La fracture (de Catherine Corsini, Francia) transita fluidamente entre la comedia y el drama, retratando una noche enloquecida, grotesca y terrible a la vez, en un hospital público parisino durante un embate violento entre la policía de choque y los “chalecos amarillos” que protestan contra las políticas de Macron. La fractura del título es la del brazo de la protagonista —que la lleva al hospital—, la de su pareja que se desintegra y la de la sociedad francesa de hoy.
Miúcha, la voz de la bossa nova (de Liliane Mutti y Daniel Zarvos, Brasil) es un documental sobre la formación y el auge de la carrera musical de esa excelente cantante (1937-2018), armado en base a sus cartas (leídas por su sobrina Sílvia Buarque), a casetes grabados en los que se oye su propia voz, y una abundancia de material audiovisual que va a maravillar a los interesados en la cantante y en toda la gente con la que interactuó (fue hermana de Chico Buarque, esposa de João Gilberto, y cantó mucho junto a Stan Getz, Tom Jobim, Vinícius de Moraes y Toquinho).

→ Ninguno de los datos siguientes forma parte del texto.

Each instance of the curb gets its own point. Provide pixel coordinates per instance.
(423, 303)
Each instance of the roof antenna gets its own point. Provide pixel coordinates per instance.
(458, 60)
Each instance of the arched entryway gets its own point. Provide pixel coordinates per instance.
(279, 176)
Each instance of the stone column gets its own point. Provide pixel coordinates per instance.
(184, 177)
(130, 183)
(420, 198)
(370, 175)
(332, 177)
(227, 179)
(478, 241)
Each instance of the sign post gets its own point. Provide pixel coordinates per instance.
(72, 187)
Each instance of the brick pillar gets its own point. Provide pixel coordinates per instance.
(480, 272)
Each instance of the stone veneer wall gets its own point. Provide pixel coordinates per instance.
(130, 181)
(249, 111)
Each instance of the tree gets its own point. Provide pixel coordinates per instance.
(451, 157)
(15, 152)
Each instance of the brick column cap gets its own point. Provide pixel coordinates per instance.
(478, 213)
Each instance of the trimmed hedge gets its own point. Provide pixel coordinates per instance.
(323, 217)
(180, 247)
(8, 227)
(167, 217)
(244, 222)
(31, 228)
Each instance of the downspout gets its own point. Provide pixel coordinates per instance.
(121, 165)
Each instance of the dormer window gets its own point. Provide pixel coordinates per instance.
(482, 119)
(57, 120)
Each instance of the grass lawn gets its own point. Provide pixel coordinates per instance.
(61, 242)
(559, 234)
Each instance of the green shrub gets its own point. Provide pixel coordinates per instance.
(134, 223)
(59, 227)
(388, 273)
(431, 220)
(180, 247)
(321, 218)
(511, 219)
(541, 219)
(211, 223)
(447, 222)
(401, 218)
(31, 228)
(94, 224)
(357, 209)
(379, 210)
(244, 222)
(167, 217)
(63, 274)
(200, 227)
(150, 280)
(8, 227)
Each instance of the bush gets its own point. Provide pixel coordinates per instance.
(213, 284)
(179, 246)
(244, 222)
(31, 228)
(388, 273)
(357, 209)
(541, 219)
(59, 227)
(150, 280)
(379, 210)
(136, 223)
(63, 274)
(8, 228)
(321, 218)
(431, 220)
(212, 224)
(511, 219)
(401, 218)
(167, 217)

Las películas que pude ver incluyeron también (y nombrando sólo lo que me pareció buenísimo) una divertida comedia argentina llena de ribetes interesantes (Arturo a los 30, de Martín Shanly); una “ficción autobiográfica” del iraní Jafar Panahí (No Bears) sobre las vicisitudes de rodar en la clandestinidad y sobre la no inocencia del acto de fotografiar y filmar; la costarricense Tengo sueños eléctricos (de Valentina Maurel), ganadora de la competencia Nuevos Realizadores, que es una película crispada sobre la violencia doméstica contada desde el punto de vista de una adolescente.
Por un lado, es casi un alivio que el festival se haya acabado, porque la vida impone ocuparse de otros menesteres, pero cómo se va a extrañar la adrenalina de esos días mágicos en los que cada día existió en la ciudad la oferta de una veintena de películas interesantes para entretener, enriquecer el espíritu, inspirar, estimular y conmover.